The NRO is a military agency that specializes in surveillance and operates a large swath of classified satellites that are thought to spy on places all over the world — so it’s entirely possible USA 245 is doing something the US might want to keep secret. The fact that the two satellites are in the same plane isn’t enough to raise alarm though, as the satellites only passed close by each other every 10 days or so.
“[It] is suspicious, but doesn’t prove anything, as there are a lot of different satellites in that plane,” Michael Thompson, a graduate teaching assistant at Purdue University specializing in satellites and astrodynamics, writes in an email to The Verge.
Kosmos 2542 attracted particular attention last week when it performed a series of maneuvers, using its onboard thrusters to get closer to USA 245. Now, Kosmos 2542 is nearby USA 245 all the time. Thompson writes that the Russian satellite has been in constant view of its US target for nearly two weeks now. The two satellites range between 150 to 300 kilometers apart at any given time, which essentially makes them neighbors in the vast area of low Earth orbit. Kosmos 2542 is slowly drifting away, but it will be within a direct line of sight of USA 245 for weeks or even months, according to Thompson. (That’s unless Russia decides to move it again.)
Something to potentially watch: Cosmos 2542, a Russian inspection satellite, has recently synchronized its orbit with USA 245, an NRO KH11.— Michael Thompson (@M_R_Thomp) January 30, 2020
A thread: pic.twitter.com/LqvYiIYBMd
Thompson revealed all this info in a Twitter thread, suggesting that Kosmos 2542 is doing some inspection of one of America’s assets. And it’s not a completely unexpected conclusion to make. Before Russia launched the satellite, the Russian Ministry of Defense claimed that the spacecraft was, indeed, designed to inspect other satellites in space, according to the site Russian Space Web, which follows Russia’s space industry. Most assumed that it would be inspecting other Russian spacecraft, not classified spy satellites operated by the US.
Of course, we ultimately don’t know the real reason Kosmos 2542 made those maneuvers. But most experts say there’s really only one good explanation: one satellite is stalking the other.
“The conclusion that it’s shadowing the NRO satellite is speculation but one that’s informed by the orbital data,” Brian Weeden, director of program planning for the Secure World Foundation, writes in an email to The Verge. “Right now it’s the most likely explanation we have for why the Russian satellite has been maneuvering the way it has and why it’s in that orbit.”
It’s not clear what happens next. Chances are probably good no harm is going to come to the US satellite, since Russia claims its probe is just meant for inspection. However, concerns have been raised about what satellites could do to one another in space if they got close enough. The Defense Department has sounded the alarm about satellites ramming into other satellites, spraying them with chemicals, or shooting them with lasers in order to destroy them. That kind of in-space warfare hasn’t quite happened yet, but it’s certainly on the radar of the US government.

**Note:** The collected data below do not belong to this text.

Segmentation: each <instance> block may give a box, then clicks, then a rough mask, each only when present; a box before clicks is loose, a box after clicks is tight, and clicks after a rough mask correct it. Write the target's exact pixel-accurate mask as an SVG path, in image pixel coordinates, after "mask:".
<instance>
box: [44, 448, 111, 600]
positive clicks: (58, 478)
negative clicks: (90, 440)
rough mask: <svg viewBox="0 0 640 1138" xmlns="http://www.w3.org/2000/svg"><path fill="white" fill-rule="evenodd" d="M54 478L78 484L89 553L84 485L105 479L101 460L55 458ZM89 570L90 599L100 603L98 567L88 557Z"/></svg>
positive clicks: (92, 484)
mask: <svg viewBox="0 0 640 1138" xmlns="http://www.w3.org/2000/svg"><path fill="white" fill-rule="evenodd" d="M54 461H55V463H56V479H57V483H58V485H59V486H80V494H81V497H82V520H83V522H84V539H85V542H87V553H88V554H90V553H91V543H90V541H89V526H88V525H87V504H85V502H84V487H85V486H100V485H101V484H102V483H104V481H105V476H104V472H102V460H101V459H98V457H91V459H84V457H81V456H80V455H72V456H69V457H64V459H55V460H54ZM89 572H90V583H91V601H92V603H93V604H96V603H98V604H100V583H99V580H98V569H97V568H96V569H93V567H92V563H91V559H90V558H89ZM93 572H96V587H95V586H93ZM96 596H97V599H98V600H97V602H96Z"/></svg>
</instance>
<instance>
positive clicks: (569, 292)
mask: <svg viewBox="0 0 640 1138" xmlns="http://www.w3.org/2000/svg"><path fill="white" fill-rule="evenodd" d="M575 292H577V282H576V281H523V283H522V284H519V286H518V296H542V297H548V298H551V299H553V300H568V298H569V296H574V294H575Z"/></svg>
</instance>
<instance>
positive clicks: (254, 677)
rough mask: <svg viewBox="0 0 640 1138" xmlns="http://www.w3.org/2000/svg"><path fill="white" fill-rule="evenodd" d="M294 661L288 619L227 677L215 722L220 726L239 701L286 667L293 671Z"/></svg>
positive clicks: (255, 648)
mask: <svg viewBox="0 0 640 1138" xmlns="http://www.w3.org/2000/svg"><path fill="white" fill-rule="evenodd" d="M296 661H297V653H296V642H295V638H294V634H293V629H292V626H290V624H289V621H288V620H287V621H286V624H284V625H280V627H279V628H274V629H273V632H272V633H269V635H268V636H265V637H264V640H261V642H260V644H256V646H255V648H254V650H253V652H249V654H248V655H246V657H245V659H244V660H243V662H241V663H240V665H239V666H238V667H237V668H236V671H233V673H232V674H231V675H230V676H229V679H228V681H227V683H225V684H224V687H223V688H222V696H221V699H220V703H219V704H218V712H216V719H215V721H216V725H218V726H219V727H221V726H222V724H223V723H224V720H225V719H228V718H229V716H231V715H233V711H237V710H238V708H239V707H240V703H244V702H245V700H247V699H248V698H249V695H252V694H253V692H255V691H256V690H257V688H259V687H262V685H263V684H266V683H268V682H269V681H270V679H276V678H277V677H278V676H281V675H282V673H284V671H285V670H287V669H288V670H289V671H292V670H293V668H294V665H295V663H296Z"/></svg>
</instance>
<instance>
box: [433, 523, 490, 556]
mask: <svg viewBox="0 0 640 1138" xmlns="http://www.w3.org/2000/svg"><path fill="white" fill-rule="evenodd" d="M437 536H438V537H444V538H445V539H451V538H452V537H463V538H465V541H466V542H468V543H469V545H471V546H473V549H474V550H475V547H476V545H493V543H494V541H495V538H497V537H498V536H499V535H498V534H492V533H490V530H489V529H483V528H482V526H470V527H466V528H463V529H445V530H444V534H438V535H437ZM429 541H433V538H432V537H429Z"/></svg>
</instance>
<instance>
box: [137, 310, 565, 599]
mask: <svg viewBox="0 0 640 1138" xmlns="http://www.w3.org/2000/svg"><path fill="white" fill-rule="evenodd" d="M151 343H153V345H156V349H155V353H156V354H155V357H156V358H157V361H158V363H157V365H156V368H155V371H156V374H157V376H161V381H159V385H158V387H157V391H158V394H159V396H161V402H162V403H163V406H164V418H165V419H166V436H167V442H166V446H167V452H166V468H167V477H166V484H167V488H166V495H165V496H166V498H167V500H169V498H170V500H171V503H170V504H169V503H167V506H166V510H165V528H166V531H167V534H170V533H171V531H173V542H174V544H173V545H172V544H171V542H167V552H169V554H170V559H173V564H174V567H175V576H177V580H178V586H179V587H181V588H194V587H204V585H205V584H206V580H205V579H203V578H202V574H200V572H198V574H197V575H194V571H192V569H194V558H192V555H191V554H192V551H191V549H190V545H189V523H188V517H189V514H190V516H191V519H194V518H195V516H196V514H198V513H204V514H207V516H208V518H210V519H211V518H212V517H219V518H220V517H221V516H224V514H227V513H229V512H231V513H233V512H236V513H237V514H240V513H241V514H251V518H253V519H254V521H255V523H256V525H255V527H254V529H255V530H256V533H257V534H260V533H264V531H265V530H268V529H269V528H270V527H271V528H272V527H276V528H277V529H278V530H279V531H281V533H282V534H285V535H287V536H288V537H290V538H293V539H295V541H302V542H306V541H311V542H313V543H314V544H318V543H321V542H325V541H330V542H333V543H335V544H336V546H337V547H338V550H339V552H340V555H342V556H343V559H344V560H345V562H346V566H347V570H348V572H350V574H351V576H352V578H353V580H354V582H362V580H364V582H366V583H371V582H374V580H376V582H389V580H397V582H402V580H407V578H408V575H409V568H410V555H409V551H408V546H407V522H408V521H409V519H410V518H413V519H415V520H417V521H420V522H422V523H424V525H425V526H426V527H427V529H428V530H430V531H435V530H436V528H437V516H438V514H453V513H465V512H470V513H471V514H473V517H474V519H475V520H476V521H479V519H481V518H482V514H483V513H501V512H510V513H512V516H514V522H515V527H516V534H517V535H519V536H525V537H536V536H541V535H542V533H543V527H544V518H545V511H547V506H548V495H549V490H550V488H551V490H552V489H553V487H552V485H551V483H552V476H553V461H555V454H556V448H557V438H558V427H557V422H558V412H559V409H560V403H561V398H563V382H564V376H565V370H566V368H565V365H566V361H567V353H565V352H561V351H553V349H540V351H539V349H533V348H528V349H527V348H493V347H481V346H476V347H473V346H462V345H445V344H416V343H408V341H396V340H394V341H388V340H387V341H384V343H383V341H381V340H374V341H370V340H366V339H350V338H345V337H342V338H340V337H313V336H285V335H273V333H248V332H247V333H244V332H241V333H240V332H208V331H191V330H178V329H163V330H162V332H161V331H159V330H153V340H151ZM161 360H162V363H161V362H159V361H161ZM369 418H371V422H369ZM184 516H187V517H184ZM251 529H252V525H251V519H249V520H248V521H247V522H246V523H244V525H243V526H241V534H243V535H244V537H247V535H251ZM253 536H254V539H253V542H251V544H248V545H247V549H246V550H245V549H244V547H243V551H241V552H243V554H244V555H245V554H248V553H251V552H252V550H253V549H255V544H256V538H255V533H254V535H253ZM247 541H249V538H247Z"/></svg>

Plus, there isn’t a set protocol about what to do when another country’s satellite gets too friendly. “One of the big concerns is that we don’t have any agreed rules or norms about how these close approaches should be done,” says Weeden. “That means an increased risk someone might get the wrong perception about what’s going on, perhaps even mistaking it for an attack.”
It’s not as if this kind of behavior is completely novel, though. Weeden noted that both Russia and China have done close inspections of their own satellites in the past. And in 2015, a Russian satellite known as Luch put itself next to two US communications satellites operated by the company Intelsat, and stayed there for five months before moving. On the flip side, the US is also guilty of this practice, says Weeden. The American military operates a series of satellites through its Geosynchronous Space Situational Awareness Program (GSSAP), which are tasked with approaching and checking out satellites operated by other countries.
For now, Thompson says he’ll be continuing to monitor the whereabouts of Kosmos 2542. The details of the satellite’s path are available on space-track.org, a website that publishes tracking data collected by the US Air Force on as many satellites and pieces of debris in orbit as possible. He notes that he’s definitely not the only one watching, either. “Since the orbits for these Russian satellites are public info, anyone who wants to can watch for it, and I know that plenty of people in our community are,” says Thompson.